20. Eiser heeft in de aanvullende gronden van 23 december 2014 nog gewezen op zijn contacten met [M] en zijn contacten met invloedrijke personen binnen de Afghaanse overheid. Via [M] heeft eiser vernomen dat hoge leden binnen de [naam] een discussie hebben gehad over zijn videoclip over [X] en [A] en dat deze videoclip vervolgens niet meer vertoond mocht worden.
21. Verweerder heeft zich op het standpunt gesteld dat eiser niet aannemelijk heeft gemaakt dat hij bevriend was met [M]. De foto die eiser bij zijn asielaanvraag heeft overgelegd van hemzelf met [M] bewijst niet dat zij vrienden of bekenden van elkaar waren. De foto is gemaakt tijdens een opening van een kantoor. Hieruit kan niet worden afgeleid dat [M] en eiser elkaar kenden, aldus verweerder. Naar het oordeel van de rechtbank heeft verweerder mogen twijfelen aan de gestelde vriendschap. Voorts is gesteld noch gebleken dat eiser concrete problemen heeft ondervonden die hun oorsprong vinden in het contact met [M] dan wel diens contacten binnen de Afghaanse overheid.
22. Dit alles maakt dat verweerder wordt gevolgd in zijn standpunt dat van het relaas van eiser geen positieve overtuigingskracht uitgaat.
23. Verweerder heeft vervolgens bij de beoordeling betrokken dat eiser uit [woonplaats] afkomstig is, de principes van Zoaroaster aanhangt, zich Westers gedroeg, alcohol en drugs gebruikte, als souteneur werkte en dat zijn opvattingen in strijd zijn met de Islam. Verweerder heeft zich op het standpunt gesteld dat deze aspecten voor eiser geen aanleiding zijn geweest om Afghanistan te verlaten. Verweerder heeft hierbij waarde gehecht aan eisers opmerking dat hij zich wat betreft geloof conformeerde aan hoe andere mensen met hun geloof omgingen. Eiser heeft ook verklaard dat hij daarom naar de moskee ging. Verweerder heeft zich terecht op het gesteld dat niet is gebleken dat eiser vanwege de hiervoor genoemde aspecten serieuze problemen heeft ondervonden die zwaarwegend genoeg zijn om tot de conclusie te komen dat hij als vluchteling moet worden toegelaten dan wel dat hij een bij gedwongen uitzetting naar Afghanistan een reëel risico loopt om te worden onderworpen aan folteringen, aan onmenselijke of vernederende behandelingen of bestraffingen. Eiser komt geen geslaagd beroep toe op artikel 29, eerste lid aanhef, onder a en b, van de Vw.
24. Het beroep is ongegrond
25. Voor een proceskostenveroordeling bestaat geen aanleiding.
Beslissing
De rechtbank verklaart het beroep ongegrond.

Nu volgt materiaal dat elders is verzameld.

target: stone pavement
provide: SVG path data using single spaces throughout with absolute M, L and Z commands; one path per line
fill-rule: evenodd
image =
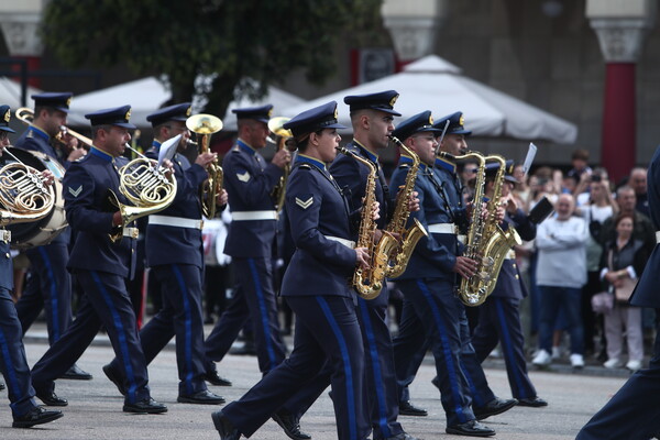
M 40 326 L 30 330 L 25 343 L 30 364 L 46 350 Z M 290 340 L 289 340 L 290 342 Z M 40 428 L 13 429 L 11 414 L 6 406 L 0 410 L 0 439 L 217 439 L 210 414 L 216 406 L 177 404 L 177 372 L 175 353 L 165 350 L 148 367 L 152 395 L 165 403 L 165 415 L 129 415 L 121 411 L 123 397 L 103 375 L 101 367 L 113 356 L 107 338 L 102 334 L 82 355 L 78 365 L 94 374 L 94 381 L 57 381 L 56 392 L 69 399 L 63 408 L 65 417 Z M 594 367 L 595 369 L 595 367 Z M 604 370 L 604 369 L 601 369 Z M 210 387 L 228 402 L 240 398 L 260 380 L 256 359 L 229 355 L 219 364 L 220 374 L 230 378 L 232 387 Z M 486 375 L 492 388 L 501 397 L 509 397 L 506 372 L 498 361 L 488 362 Z M 400 417 L 404 428 L 413 436 L 426 440 L 459 439 L 444 433 L 444 414 L 438 391 L 430 381 L 435 376 L 432 361 L 427 359 L 411 387 L 414 402 L 429 410 L 428 417 Z M 553 371 L 531 372 L 538 393 L 550 406 L 547 408 L 516 407 L 508 413 L 484 421 L 495 429 L 501 440 L 568 440 L 598 410 L 625 382 L 625 376 L 603 376 L 588 371 L 573 373 L 562 365 Z M 4 392 L 0 398 L 6 399 Z M 315 440 L 336 439 L 332 404 L 327 394 L 310 408 L 302 419 L 302 430 Z M 279 427 L 267 421 L 253 437 L 257 440 L 287 439 Z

Deze uitspraak is gedaan door mr. H. den Haan, als voorzitter, mr. H. Benek en mr. M. Ramsaroep als rechter, in aanwezigheid van mr. M.E.C. Bakker, griffier. De beslissing is in het openbaar uitgesproken op 9 maart 2015.
griffier voorzitter
Afschrift verzonden aan partijen op:

Rechtsmiddel

Tegen deze uitspraak kan binnen vier weken na de dag van verzending daarvan hoger beroep worden ingesteld bij de Afdeling bestuursrechtspraak van de Raad van State. Als hoger beroep is ingesteld, kan bij de voorzieningenrechter van de hogerberoepsrechter worden verzocht om het treffen van een voorlopige voorziening of om het opheffen of wijzigen van een bij deze uitspraak getroffen voorlopige voorziening.